How does the ranking Republican member of the Senate Armed Services Committee, Sen. John W. Warner of Virginia, chill out in these trying times of terrorism?
"Some folks may be surprised to find the senator is also a talented painter, but in these anxious times I take some comfort knowing there are decision makers with strong creative sides," says Fred Parker, chairman of a benefit auction to be held Oct. 25 at the Torpedo Factory Art Center in Old Town Alexandria, Va.

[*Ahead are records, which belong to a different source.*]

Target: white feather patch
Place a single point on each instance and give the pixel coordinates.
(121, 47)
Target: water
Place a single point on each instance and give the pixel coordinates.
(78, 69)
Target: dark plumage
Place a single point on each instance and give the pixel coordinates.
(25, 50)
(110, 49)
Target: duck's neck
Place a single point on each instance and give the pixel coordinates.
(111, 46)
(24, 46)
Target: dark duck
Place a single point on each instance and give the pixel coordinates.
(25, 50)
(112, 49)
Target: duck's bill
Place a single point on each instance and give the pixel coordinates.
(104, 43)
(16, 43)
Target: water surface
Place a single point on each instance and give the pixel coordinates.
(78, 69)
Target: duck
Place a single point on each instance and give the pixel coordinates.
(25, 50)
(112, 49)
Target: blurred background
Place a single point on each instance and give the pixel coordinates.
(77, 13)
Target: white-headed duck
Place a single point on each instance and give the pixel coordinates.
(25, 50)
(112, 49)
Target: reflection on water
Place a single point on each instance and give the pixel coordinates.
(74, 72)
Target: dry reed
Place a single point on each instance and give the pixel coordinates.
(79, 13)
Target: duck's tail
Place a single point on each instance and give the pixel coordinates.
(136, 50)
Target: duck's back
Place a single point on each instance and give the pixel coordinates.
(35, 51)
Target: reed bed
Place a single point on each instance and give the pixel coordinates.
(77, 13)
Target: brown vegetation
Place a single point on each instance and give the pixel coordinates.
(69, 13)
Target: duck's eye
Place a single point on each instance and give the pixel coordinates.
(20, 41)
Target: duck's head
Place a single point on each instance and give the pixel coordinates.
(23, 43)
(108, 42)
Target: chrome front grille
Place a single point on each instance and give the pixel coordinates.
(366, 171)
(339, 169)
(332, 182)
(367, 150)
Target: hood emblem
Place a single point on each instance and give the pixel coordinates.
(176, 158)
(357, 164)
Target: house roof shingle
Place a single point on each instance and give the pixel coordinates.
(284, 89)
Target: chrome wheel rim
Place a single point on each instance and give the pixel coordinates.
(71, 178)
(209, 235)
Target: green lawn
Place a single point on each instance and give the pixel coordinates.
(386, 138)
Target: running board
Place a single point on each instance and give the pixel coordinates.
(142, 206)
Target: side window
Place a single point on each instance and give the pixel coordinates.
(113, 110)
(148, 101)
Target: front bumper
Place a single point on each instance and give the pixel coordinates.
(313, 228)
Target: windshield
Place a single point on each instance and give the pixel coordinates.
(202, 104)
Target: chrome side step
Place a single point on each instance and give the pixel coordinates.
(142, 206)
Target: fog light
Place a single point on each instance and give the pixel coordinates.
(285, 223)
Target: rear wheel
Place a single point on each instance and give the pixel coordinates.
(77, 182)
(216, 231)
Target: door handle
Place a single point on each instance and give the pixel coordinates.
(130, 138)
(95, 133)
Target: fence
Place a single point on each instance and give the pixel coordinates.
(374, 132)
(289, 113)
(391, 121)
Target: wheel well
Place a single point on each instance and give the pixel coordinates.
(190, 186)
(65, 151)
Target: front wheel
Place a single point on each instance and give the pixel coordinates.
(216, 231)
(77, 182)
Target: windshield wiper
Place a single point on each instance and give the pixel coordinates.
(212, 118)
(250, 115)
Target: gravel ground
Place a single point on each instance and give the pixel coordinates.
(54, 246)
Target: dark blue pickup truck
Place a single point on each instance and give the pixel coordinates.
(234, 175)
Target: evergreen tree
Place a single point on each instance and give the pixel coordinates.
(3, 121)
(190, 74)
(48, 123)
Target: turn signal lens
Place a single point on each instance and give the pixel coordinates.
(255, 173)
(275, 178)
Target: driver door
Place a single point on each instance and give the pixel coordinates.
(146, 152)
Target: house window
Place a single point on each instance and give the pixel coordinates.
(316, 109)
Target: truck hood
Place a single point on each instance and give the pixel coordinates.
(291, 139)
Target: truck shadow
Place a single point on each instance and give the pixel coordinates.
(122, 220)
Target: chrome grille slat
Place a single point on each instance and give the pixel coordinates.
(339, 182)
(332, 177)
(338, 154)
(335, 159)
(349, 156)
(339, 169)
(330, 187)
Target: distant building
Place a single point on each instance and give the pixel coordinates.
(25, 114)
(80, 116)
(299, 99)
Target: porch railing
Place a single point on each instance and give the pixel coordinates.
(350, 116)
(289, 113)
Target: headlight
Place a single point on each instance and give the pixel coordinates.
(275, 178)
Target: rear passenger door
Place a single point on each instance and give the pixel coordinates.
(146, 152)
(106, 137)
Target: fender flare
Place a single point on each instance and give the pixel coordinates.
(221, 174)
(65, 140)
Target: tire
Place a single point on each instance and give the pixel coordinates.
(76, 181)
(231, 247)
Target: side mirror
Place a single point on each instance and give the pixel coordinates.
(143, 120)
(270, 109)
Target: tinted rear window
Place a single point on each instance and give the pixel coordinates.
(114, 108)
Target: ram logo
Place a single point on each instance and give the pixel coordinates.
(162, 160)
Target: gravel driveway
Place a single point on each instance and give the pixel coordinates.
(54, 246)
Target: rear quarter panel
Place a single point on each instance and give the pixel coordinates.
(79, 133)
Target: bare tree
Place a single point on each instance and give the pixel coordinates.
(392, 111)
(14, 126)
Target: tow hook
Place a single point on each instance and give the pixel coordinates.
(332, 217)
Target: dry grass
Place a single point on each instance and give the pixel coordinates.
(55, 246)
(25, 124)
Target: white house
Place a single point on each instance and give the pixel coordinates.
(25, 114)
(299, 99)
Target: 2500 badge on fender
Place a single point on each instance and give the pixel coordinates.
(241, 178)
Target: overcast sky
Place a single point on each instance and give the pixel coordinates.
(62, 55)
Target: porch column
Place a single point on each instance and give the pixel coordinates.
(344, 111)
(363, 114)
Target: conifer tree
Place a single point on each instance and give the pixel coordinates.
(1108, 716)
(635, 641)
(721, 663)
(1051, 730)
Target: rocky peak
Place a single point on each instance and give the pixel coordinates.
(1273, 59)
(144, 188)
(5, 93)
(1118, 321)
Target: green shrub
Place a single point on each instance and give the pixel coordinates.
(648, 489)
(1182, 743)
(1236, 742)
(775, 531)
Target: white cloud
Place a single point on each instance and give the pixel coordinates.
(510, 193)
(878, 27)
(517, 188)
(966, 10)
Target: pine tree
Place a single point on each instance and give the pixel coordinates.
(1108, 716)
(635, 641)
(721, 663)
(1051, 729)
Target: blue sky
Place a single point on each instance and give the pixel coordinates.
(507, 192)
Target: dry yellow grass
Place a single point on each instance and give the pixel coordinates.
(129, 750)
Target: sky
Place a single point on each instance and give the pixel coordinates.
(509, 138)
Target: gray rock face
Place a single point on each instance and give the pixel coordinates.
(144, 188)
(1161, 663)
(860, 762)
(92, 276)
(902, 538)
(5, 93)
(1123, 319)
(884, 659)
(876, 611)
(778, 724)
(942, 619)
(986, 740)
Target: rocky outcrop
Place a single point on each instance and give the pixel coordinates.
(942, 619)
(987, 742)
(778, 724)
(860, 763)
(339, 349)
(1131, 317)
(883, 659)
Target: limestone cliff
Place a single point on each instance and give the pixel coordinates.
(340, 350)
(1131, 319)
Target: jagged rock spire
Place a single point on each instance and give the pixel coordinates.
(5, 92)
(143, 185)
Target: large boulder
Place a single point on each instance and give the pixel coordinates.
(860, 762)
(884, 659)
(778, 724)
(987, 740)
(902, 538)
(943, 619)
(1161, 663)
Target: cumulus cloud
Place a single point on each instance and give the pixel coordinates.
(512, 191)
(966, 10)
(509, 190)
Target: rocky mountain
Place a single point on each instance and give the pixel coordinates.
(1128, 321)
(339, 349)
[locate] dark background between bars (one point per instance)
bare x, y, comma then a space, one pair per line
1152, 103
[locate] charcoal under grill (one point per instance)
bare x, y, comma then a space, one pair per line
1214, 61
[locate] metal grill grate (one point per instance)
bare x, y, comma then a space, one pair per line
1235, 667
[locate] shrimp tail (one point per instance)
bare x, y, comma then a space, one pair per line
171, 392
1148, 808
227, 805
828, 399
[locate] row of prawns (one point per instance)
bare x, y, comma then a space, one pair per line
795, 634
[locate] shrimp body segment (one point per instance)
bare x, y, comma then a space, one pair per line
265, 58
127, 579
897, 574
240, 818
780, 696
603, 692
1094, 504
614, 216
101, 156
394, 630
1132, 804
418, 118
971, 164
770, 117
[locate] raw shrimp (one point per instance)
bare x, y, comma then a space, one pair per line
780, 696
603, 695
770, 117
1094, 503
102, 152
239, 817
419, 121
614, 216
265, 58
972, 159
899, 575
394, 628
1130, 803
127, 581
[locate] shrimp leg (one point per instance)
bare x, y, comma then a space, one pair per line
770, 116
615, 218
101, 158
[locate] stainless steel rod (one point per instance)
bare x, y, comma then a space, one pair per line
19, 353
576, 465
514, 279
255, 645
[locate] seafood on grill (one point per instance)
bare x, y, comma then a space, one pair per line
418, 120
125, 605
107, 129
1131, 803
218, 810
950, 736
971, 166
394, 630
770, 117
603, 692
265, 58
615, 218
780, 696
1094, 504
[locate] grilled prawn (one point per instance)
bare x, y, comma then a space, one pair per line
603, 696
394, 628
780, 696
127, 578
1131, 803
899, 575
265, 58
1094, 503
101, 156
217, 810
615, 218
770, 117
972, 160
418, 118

In 1974, Warner was instrumental in converting the World War II munitions plant along the Alexandria waterfront into the internationally renowned art center it is today. A resident of Old Town, the senator is donating what is described as a "stunning floral still life" to go to the highest bidder. The silent auction will feature more than 100 such works of art donated by the Torpedo Factory's resident artists.
While Sen. John W. Warner paints, Sen. Orrin G. Hatch writes his confession.
One of the better-known legislators in America, the Utah Republican has just penned "Square Peg: Confessions of a Citizen Senator" (Basic Books, $25), due in bookstores next month.
The senator describes his "personal" reflection as part essay on how politics should be practiced and part memoir of how he has tried to embody various principles during his tenure in the Senate, the only public office he has held.
He says the inspiration to write such a book came after a "harrowing" few moments at the Utah Republican Convention in 2000, when he had to face a hostile crowd, win them over in only a few minutes, then go on to secure the election.
"There was no way to explain what I had learned about being a senator, about campaigning, legislating and politics in just a few minutes," he says.
Hatch says he will provide a behind-the-scenes look at what really transpired during some of the more notorious congressional debates, including the Clarence Thomas confirmation hearings and the Clinton impeachment. He'll also explain his position in the debate over human cloning and stem-cell research.
For the record, Hatch recently flip-flopped on his position and is now in favor of stem-cell research.